Right then, I knew my chance had come to tell Elsbeth I’d been fired. But will she still offer me the job if she knows?

  I started rationalizing an omission: If I moved to London, no one would know me, and no one would know I got fired from VoyageCorp. The thought relieved me. Elsbeth would never find out, so what was the point in risking it by telling her now?

  Unaware of my inner struggle, Elsbeth went about convincing me. “Your job can’t be paying you enough if you still have to babysit. And not to make it about money, but we’d offer you a very competitive salary in GBP . . .” Elsbeth Darling trailed off meaningfully. “Oh, Kika, say you’ll come?”

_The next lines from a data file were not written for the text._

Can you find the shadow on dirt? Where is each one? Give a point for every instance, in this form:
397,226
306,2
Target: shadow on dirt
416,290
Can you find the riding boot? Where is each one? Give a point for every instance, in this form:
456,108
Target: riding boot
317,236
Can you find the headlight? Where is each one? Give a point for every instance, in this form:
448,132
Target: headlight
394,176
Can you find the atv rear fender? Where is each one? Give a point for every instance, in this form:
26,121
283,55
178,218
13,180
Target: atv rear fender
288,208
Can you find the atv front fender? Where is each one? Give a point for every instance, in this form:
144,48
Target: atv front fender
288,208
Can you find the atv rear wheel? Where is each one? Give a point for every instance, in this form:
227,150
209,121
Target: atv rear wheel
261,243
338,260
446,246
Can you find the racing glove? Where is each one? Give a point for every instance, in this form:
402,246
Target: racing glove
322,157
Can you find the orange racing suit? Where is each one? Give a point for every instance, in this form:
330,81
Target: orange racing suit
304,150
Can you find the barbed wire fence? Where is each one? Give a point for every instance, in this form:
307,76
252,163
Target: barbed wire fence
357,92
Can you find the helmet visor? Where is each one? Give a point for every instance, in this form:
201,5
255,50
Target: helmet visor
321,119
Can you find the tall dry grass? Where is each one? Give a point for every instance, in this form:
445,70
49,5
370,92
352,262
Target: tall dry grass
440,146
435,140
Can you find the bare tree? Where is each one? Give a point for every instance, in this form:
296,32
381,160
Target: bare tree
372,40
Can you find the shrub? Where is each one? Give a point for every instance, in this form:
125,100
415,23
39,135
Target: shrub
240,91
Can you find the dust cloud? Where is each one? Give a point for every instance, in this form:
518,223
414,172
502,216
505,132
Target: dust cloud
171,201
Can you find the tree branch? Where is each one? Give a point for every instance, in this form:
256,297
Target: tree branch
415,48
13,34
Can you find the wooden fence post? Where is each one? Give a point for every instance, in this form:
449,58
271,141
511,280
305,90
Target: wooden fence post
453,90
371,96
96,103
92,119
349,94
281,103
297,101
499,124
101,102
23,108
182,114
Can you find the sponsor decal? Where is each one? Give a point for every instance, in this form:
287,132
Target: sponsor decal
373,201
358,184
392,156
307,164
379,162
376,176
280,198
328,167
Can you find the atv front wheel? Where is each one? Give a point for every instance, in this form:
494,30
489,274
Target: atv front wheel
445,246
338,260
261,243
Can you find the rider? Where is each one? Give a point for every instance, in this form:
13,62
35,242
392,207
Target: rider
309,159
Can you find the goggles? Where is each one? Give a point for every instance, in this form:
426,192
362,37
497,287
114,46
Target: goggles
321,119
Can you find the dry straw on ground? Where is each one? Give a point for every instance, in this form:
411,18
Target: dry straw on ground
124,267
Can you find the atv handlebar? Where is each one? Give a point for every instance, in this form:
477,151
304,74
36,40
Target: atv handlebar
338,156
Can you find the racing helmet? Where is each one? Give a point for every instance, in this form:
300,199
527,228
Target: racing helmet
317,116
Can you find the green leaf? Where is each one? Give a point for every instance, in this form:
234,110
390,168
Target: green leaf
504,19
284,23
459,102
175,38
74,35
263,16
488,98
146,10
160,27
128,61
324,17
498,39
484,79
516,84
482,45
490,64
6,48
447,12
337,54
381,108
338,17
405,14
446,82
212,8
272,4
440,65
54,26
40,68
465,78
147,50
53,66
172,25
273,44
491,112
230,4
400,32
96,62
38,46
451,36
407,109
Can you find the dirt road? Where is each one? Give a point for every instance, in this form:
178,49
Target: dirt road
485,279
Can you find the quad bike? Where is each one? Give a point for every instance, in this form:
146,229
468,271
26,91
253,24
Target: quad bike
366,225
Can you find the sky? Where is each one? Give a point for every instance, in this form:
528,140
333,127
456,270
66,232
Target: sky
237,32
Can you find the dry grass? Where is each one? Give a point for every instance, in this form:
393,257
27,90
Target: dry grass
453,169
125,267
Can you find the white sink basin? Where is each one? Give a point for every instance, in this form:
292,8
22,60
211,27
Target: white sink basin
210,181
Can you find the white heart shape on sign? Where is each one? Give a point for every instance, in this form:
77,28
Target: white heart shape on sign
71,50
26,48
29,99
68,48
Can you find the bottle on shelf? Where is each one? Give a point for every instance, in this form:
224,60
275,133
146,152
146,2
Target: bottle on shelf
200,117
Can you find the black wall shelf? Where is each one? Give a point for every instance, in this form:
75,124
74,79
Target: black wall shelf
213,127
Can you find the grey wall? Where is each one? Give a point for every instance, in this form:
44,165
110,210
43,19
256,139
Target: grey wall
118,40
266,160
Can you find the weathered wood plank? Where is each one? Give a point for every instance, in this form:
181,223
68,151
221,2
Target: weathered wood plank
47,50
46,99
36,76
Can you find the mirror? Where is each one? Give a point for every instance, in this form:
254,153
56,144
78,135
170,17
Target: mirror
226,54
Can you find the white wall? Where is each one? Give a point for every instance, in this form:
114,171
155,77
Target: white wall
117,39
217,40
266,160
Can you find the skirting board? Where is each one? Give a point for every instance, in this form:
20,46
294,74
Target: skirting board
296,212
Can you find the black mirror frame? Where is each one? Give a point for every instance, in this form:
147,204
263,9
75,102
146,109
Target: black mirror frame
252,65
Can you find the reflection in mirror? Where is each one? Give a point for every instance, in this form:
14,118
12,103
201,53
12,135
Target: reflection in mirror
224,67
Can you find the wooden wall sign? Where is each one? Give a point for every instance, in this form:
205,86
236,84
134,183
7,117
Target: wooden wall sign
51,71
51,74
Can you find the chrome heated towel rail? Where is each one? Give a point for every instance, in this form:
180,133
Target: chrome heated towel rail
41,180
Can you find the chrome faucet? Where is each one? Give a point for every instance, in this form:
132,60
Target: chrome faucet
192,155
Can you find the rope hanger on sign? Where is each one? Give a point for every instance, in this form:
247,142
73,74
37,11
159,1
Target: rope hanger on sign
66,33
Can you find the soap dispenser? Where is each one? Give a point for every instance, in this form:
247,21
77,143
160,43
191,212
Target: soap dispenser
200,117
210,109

  “Christ on a bicycle. Are you kidding me? Of course I’ll come!” I shot-putted my body off the kitchen counter.

  “Brilliant. Just brilliant,” Elsbeth drilled into the phone.

  Elsbeth had certainly altered her way of speaking since she moved. She sounded like a one-dimensional caricature from an American-produced period drama.

  “Damn, Elsbeth, you’re really getting into this British thing. You sound just like Madonna with that accent.”

  “How dare you! I at least sound like Gwyneth Paltrow.”

  It was good to know that Elsbeth wasn’t above making fun of herself—even with her new overdone inflections.

  “I have to give notice at my job first,” I (white) lied.

  “That’s expected. So you can be here in two weeks? By the middle of February?”

  I agreed and hung up the phone after promising to follow up with Mr. Darling’s assistant to solidify all the details.

  “Madison!” I barked.

  Madison froze and stared up at me with a lemon-scented yellow marker buried halfway up her left nostril.

  “Do you realize what this means?”

  “No . . .” Madison said, slowly removing the marker and looking abashed.

  “It means”—I swiped her up—“that I’m moving to London!”

  “Wike ‘Wondon Bwidge Is Fawwing Down’?” Madison asked eagerly, picking up on my excitement.

  “Exactly like ‘London Bridge Is Falling Down.’” I was moving to London where people said, “Cheers, love,” where the alphabet ended in “zed,” and where there were Cadbury Creme Eggs all year round—not just for Easter. I swirled Madison around the kitchen.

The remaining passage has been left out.